Stagione delle stragi, i verbali dei collaboratori di giustizia sui rapporti tra Cosa nostra siciliana e cosche calabresi

Alcuni esponenti di Cosa nostra siciliana e della ’Ndrangheta calabrese, tra la fine degli anni Ottanta e l’inizio dei Novanta, cominciarono a collaborare in maniera più frequente, soprattutto sul fronte dello scambio di droga e armi. La circostanza emerge dalle dichiarazioni dei collaboratori di giustizia allegate agli atti del processo ’Ndrangheta stragista (che la scorsa estate è approdato a sentenza, con la condanna all’ergastolo dei boss Giuseppe Graviano e Rocco Santo Filippone). A parlare dei legami tra le due organizzazioni criminali, è tra gli altri, il pentito Nicola Notargiacomo, ex esponente della cosca cosentina dei Perna-Pranno.

Il pactum sceleris / «C’era pure la camorra
nel consorzio criminale con calabresi e corleonesi»

A maggio del 2017 fa mettere a verbale: «Ho conosciuto Giuseppe Graviano nel 1988, quando mi recai a Palermo insieme a Stefano Bartolomeo e a mio fratello Dario. Avevo rapporti con i siciliani in quanto in carcere a Trani, nel 1985 io e Stefano Bartolomeo avevamo conosciuto Nino Marchese». Da allora i rapporti tra calabresi e siciliani si infittiscono, si fanno più solidi, fino ad arrivare ai «regali» di tritolo e perfino di acido (che, come la cronaca nera insegna, era particolarmente utilizzato dai Corleonesi). «Si instaurò un rapporto privilegiato proprio con Giuseppe Graviano.

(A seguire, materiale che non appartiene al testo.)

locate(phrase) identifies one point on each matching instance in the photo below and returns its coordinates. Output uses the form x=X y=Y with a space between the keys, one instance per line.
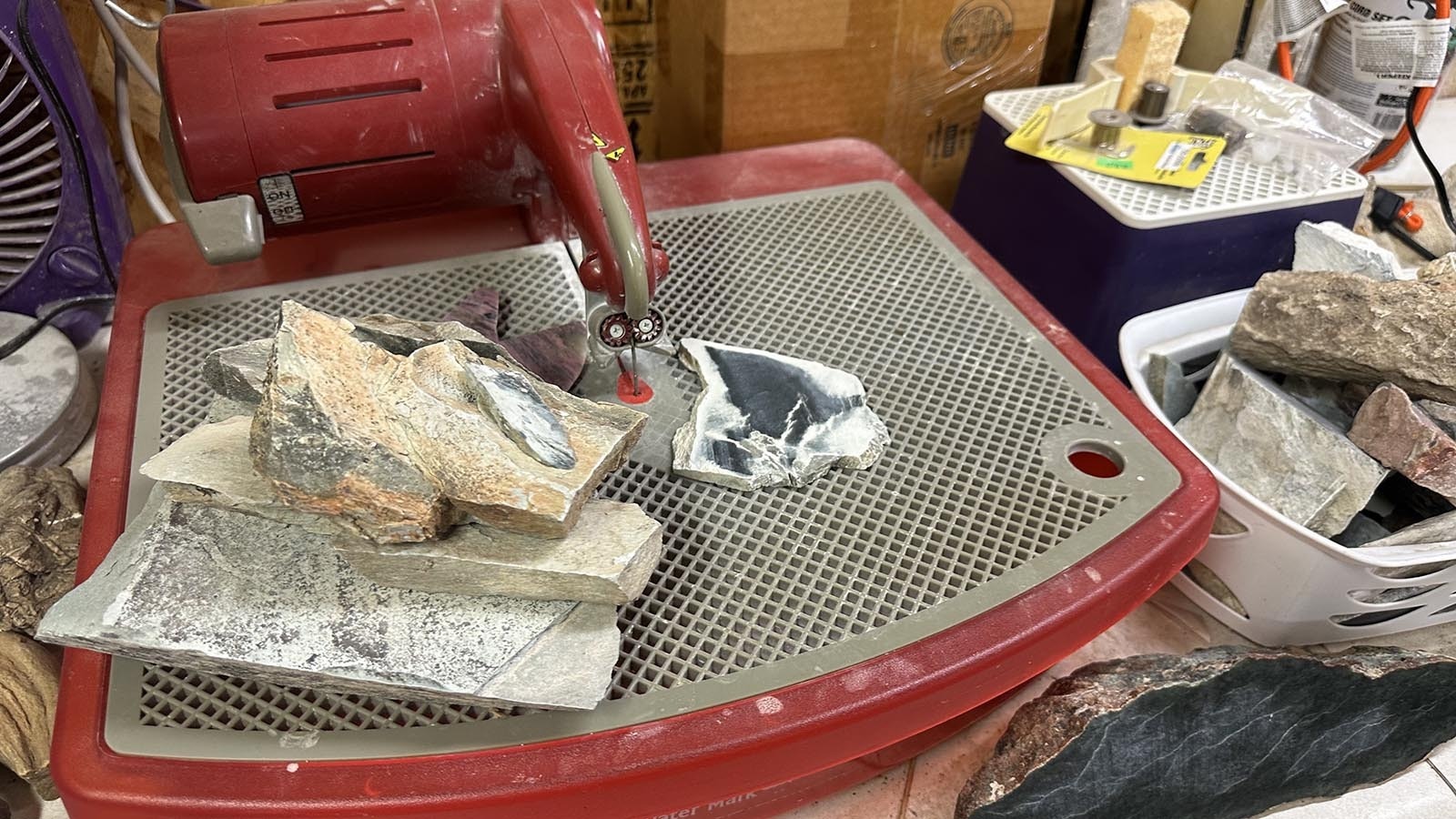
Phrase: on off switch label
x=280 y=198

Iniziammo a scambiarci armi, esplosivi, acido, droga. Più precisamente noi vendevamo a Giuseppe Graviano e a tutta la famiglia di Brancaccio, armi automatiche (uzi, kalashnikov, ecc…), loro vendevano a noi stupefacenti del tipo cocaina ed eroina, inoltre ebbero a regalarci del tritolo per un quantitativo di circa 25 chili», racconta Nicola Notargiacomo.